Fig 8 : Politique par priorités multiniveaux avec ou sans extinction de priorité
2.2.6 Les politiques d'ordonnancement sous le système Linux
 
 
Il existe trois politiques (classes) d' ordonnancement dans Linux qui correspondent aux politiques définies dans la norme pour les systèmes d'exploitation ouverts, POSIX.: deux sont dites temps réel, SCHED_FIFO et SCHED_RR, la troisième est classique SCHED_OTHER. On peut attribuer un processus à l'une de ces trois classes grâce à l'appel système : sched_setscheduler(). Comme dans les systèmes Unix, la politique d'ordonnancement SCHED_OTHER de Linux a plusieurs objectifs : avoir de bons temps de réponses, assurer une bonne capacité de traitement et essayer de répartir équitablement le temps CPU entre les différents processus.

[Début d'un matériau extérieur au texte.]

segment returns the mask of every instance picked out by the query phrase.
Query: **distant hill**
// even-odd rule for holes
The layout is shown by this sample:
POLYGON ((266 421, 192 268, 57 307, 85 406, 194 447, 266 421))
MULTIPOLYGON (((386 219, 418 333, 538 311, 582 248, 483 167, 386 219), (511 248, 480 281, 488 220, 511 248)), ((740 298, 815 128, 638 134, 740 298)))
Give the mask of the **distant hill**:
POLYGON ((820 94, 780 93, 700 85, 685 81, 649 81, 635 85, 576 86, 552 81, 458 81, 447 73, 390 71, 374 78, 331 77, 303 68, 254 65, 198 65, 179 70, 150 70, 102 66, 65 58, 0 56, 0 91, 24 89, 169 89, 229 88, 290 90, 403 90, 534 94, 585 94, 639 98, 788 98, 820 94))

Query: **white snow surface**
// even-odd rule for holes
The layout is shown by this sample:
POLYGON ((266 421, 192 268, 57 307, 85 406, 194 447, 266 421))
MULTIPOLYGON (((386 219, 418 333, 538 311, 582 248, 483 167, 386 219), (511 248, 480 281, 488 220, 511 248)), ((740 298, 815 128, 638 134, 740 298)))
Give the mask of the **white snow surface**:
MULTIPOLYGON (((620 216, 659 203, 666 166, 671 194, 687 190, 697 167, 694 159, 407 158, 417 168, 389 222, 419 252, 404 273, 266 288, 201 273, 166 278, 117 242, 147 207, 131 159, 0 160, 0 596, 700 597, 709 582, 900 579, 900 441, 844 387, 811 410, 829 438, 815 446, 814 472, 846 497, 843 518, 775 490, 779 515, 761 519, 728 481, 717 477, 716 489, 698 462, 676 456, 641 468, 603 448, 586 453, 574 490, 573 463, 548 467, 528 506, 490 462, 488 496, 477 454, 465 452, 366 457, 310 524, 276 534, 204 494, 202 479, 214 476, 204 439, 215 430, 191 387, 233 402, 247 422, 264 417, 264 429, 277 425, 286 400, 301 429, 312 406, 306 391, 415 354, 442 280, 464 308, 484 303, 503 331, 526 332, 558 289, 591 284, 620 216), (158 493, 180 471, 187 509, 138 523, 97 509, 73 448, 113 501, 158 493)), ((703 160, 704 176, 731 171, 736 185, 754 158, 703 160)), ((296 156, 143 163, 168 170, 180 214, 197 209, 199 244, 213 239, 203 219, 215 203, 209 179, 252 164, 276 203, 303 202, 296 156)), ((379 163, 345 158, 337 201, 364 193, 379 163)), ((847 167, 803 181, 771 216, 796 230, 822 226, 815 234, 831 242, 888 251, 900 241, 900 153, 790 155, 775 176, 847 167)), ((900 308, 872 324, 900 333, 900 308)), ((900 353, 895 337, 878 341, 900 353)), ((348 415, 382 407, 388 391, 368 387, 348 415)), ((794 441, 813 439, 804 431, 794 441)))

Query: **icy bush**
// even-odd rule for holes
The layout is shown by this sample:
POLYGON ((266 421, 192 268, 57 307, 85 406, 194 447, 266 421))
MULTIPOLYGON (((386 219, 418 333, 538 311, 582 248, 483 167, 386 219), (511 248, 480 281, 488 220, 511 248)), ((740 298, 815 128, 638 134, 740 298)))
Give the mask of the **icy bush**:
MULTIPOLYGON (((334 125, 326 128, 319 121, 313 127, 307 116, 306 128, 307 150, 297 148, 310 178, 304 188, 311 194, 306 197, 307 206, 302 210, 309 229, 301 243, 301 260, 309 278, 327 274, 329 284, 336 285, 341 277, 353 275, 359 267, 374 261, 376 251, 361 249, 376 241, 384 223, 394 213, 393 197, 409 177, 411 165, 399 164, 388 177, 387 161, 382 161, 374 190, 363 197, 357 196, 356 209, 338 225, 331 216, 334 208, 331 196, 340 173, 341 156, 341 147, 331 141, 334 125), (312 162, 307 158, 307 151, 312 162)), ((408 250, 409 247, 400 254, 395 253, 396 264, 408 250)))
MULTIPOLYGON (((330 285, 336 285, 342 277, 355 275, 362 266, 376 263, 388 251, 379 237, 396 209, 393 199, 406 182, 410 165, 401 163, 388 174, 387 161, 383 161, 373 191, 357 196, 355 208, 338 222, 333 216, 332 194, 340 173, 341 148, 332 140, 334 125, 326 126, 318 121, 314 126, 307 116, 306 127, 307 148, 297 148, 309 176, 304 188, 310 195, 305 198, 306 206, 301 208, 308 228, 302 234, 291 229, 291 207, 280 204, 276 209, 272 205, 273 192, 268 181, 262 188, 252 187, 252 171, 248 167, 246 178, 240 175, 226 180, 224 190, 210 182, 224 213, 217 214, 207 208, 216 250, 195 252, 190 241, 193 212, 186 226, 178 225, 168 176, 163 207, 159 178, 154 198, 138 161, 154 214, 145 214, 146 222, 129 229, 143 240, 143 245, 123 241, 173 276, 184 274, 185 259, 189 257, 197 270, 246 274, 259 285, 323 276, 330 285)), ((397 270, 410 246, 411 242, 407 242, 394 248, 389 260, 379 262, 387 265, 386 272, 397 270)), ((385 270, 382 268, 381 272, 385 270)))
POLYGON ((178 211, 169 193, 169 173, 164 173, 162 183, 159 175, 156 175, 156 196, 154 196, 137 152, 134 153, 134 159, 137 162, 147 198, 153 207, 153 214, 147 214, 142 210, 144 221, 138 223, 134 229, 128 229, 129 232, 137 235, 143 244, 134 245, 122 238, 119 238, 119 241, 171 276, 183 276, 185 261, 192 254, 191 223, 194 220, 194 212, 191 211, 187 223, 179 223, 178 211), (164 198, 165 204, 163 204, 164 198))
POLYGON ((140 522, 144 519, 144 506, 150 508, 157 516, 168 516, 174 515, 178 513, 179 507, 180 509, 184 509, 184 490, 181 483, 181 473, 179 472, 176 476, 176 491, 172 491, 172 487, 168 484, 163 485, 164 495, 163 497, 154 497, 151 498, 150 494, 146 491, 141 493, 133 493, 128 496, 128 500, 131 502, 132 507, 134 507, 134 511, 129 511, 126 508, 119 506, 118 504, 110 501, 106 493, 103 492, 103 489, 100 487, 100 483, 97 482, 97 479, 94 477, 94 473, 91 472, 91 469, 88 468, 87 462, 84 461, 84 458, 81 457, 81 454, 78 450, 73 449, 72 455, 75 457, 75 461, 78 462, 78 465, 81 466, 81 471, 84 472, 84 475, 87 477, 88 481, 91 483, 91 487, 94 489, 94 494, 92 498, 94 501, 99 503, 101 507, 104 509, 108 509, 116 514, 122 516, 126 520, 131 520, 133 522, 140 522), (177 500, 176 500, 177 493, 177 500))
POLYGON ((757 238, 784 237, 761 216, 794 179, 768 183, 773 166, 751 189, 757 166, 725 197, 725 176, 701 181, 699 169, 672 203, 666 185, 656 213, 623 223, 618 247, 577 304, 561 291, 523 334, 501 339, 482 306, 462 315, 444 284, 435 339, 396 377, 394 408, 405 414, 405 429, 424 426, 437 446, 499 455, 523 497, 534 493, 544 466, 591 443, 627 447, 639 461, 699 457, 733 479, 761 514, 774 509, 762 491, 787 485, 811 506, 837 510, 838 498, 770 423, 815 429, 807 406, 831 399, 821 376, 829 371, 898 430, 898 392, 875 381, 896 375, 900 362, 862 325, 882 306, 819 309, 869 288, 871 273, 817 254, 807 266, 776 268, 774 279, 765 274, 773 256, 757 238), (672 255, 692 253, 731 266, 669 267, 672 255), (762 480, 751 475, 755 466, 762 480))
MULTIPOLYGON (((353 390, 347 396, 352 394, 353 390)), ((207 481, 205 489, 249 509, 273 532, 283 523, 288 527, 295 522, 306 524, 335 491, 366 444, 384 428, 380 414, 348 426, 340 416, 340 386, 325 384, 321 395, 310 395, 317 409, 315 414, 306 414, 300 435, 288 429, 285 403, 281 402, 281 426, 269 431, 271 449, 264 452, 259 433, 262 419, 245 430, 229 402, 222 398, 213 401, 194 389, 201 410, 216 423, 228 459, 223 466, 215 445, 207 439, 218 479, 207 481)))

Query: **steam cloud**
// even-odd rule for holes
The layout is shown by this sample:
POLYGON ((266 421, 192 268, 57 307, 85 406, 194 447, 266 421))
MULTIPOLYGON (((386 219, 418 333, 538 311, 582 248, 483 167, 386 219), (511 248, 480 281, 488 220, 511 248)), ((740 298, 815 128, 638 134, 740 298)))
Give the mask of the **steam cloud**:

Elle correspond à ce qu'on appelle la politique "en temps partagé". Chaque processus Linux a une priorité variable qui dépend de nombreux facteurs parmi lesquels nous pouvons citer le taux d'utilisation de la CPU et l'intensité des entrées / sorties. 
Il existe deux autres classes d'ordonnancement dites temps réel : SCHED_FIFO et SCHED_RR.Les rubriques "policy" et "rt_priority" stockées dans la structure des processus Linux permettent de leur attribuer une classe d'ordonnancement et une priorité temps réel. SCHED_FIFO et SCHED_RR ne sont pas des classes temps réel strictes, mais relatives. Quand un processus temps réel est prêt, tous les processus de priorité inférieure sont mis de côté. Un processus de la classe SCHED_FIFO peut s'exécuter jusqu'à la fin de son traitement ou jusqu'à ce qu'un processus de la classe SCHED_FIFO de priorité temps réel plus forte soit prêt. Un processus de la classe SCHED_RR est interrompu à la fin de son quantum de temps ou dès qu'un processus de priorité temps réel (SCHED_FIFO ou SCHED_RR) supérieure est prêt. Il existe dans cette classe un principe de tourniquet parmi les processus de même priorité.